Cecilia Hyunjung Mo (UC Berkeley)
Calvin Lab Auditorium and Zoom
The health and strength of a democratic polity rests upon the public possessing a sufficient level of trust in government, political efficacy, civic engagement, and tolerance. Given that youth represent the future health of civic life, they have been the objects of many efforts to inculcate the values and practices upon which democratic citizenship depends. However, it is not clear if youth service programs like the U.S. Peace Corps and AmeriCorps are mechanisms by which engaged, efficacious, and knowledgeable citizens can be groomed. We explore this question by examining Teach For America (TFA), as TFA is a prominent national service program that integrates top college graduates into low-income communities for two years and employs a selection model that allows for causal inference. A regression discontinuity approach, utilizing an original survey of over 32,000 TFA applicants and TFA’s selection data for the 2007–2015 application cycles, reveals that participating in national service increases tolerance and shifts attitudes and beliefs in ways that reflect the worldview of disadvantaged communities. Participation also engenders greater political participation.

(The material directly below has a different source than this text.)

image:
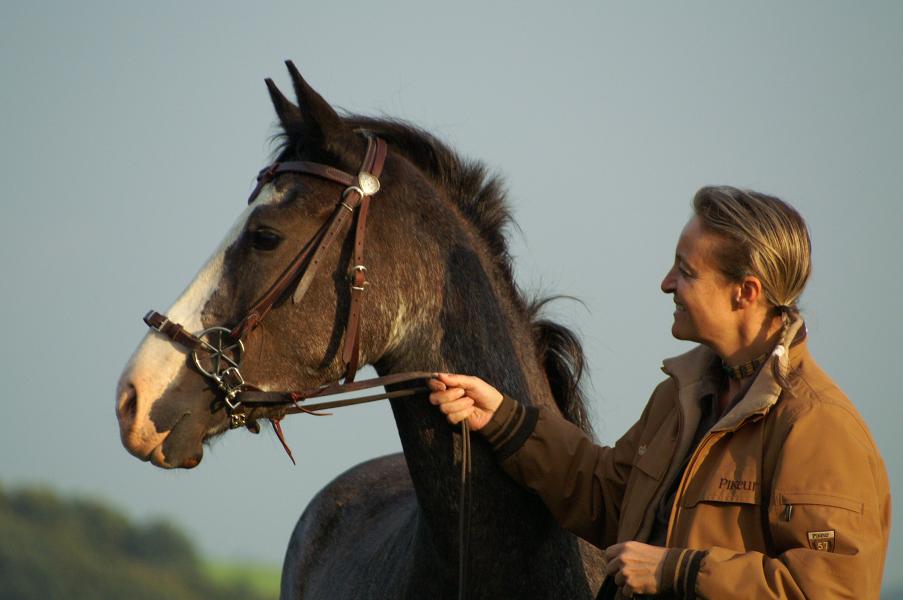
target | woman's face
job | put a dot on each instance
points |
(704, 298)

Cecilia Hyunjung Mo is the Judith E. Gruber Associate Professor of Political Science at University of California, Berkeley and an Associate Professor of Public Policy at UC Berkeley’s Goldman School of Public Policy.She holds a Ph.D. in Political Economics and an M.A. in Political Science from Stanford University; an MPA in International Development from Harvard University; an M.A. in Secondary Education from Loyola Marymount University; and a B.A. in Mathematics and Interdisciplinary Studies from the University of Southern California. During the 2015-2016 academic year, she was a W. Glenn Campbell and Rita Ricardo-Campbell National Fellow and the Robert Eckles Swain National Fellow at the Hoover Institution, Stanford University.Professor Mo specializes in behavioral political economy, comparative political behavior, the political economy of development, and social policy research. Her research interest fall in two categories: First, she is substantively interested in the economic, political, and social consequences of increased inequality. Second, she is focused on understanding democratic citizenship and the development of informed interventions aimed at promoting the values and behaviors that define effective citizenship today.